Conseils terrain pour se lancer dans le journalisme : à faire / à éviter
Résumé en 10 secondes
- Testez le journalisme avant de vous engager : stage, journée d’observation, rencontre terrain.
- Choisissez un cadre clair (rédaction, piges, web, magazine) : le quotidien change tout.
- Construisez vos compétences par étapes : écrire ne suffit plus toujours, surtout côté web.
- Activez votre réseau tôt : stages, cafés pro, personnes qui “ouvrent des portes”.
- Anticipez les pièges : idéalisation, précarité du démarrage, isolement.

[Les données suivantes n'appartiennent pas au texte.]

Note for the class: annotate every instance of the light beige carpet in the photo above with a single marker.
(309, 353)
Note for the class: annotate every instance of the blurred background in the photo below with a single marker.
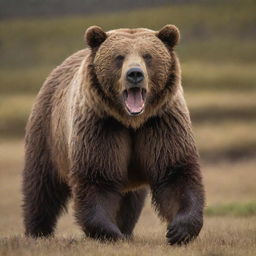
(218, 59)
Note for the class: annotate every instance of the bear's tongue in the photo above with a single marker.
(134, 100)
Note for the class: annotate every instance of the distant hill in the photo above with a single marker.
(53, 8)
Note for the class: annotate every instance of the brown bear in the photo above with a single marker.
(108, 123)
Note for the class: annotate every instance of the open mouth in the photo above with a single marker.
(134, 99)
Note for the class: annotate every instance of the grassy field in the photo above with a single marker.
(226, 232)
(218, 60)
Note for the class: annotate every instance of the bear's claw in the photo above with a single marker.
(182, 233)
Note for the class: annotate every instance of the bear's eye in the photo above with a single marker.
(119, 58)
(147, 57)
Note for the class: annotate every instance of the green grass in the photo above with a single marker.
(232, 209)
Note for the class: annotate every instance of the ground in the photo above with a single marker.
(221, 235)
(217, 53)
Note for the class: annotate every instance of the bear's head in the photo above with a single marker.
(134, 71)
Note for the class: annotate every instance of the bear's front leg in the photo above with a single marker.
(179, 199)
(95, 210)
(99, 158)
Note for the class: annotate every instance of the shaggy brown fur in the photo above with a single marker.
(81, 141)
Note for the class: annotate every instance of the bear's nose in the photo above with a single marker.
(134, 75)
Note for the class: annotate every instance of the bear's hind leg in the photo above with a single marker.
(130, 209)
(96, 209)
(44, 196)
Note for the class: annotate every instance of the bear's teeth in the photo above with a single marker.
(134, 100)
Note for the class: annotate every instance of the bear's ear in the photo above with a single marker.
(95, 36)
(169, 35)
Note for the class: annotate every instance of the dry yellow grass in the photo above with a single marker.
(225, 182)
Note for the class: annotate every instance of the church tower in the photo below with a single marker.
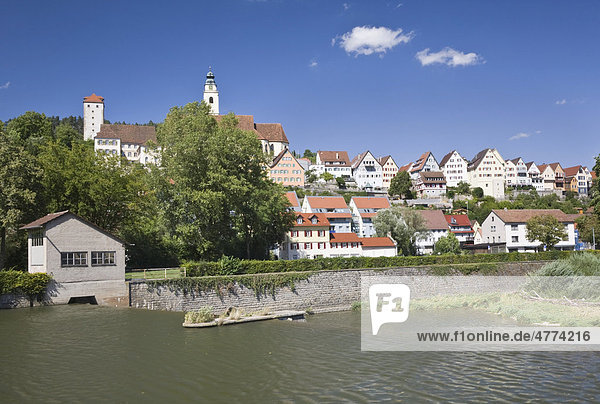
(211, 94)
(93, 115)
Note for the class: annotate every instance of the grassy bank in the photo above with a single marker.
(519, 308)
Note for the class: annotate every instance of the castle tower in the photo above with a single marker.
(211, 94)
(93, 115)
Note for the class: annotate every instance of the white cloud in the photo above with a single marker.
(448, 56)
(368, 40)
(518, 136)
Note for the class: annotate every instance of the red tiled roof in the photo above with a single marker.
(333, 215)
(434, 219)
(334, 156)
(572, 171)
(134, 134)
(523, 215)
(371, 202)
(293, 198)
(344, 238)
(94, 98)
(460, 220)
(36, 224)
(368, 214)
(420, 162)
(307, 220)
(272, 132)
(406, 168)
(377, 242)
(327, 202)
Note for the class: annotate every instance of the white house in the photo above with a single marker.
(389, 170)
(335, 209)
(310, 238)
(535, 176)
(133, 142)
(430, 185)
(336, 163)
(454, 167)
(93, 115)
(437, 227)
(84, 260)
(486, 171)
(364, 210)
(517, 173)
(510, 227)
(426, 162)
(367, 171)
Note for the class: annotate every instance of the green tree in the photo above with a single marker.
(312, 156)
(546, 229)
(463, 188)
(327, 176)
(447, 245)
(19, 189)
(589, 229)
(214, 191)
(477, 192)
(401, 185)
(405, 226)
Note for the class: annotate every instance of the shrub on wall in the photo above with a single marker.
(24, 283)
(203, 268)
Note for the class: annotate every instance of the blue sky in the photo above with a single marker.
(395, 77)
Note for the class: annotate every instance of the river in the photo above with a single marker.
(100, 354)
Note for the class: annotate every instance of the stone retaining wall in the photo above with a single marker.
(321, 292)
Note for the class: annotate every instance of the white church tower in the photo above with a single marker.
(211, 94)
(93, 115)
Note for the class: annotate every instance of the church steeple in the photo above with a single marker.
(211, 94)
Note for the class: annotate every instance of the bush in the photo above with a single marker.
(19, 282)
(202, 315)
(203, 268)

Avant de se lancer dans le journalisme : les bases à poser
Motivation : qu’est-ce qui vous attire vraiment ? Le contact humain, l’utilité, l’écriture, l’enquête, la spécialisation sur un sujet ? Dans ce métier, l’élan compte, parce qu’il faut tenir dans la durée.
Attentes vs réalité : l’image du reportage “à l’aventure” ne correspond pas à tous les quotidiens. Selon les postes, une part importante du travail se fait au bureau, devant un ordinateur, parfois en télétravail.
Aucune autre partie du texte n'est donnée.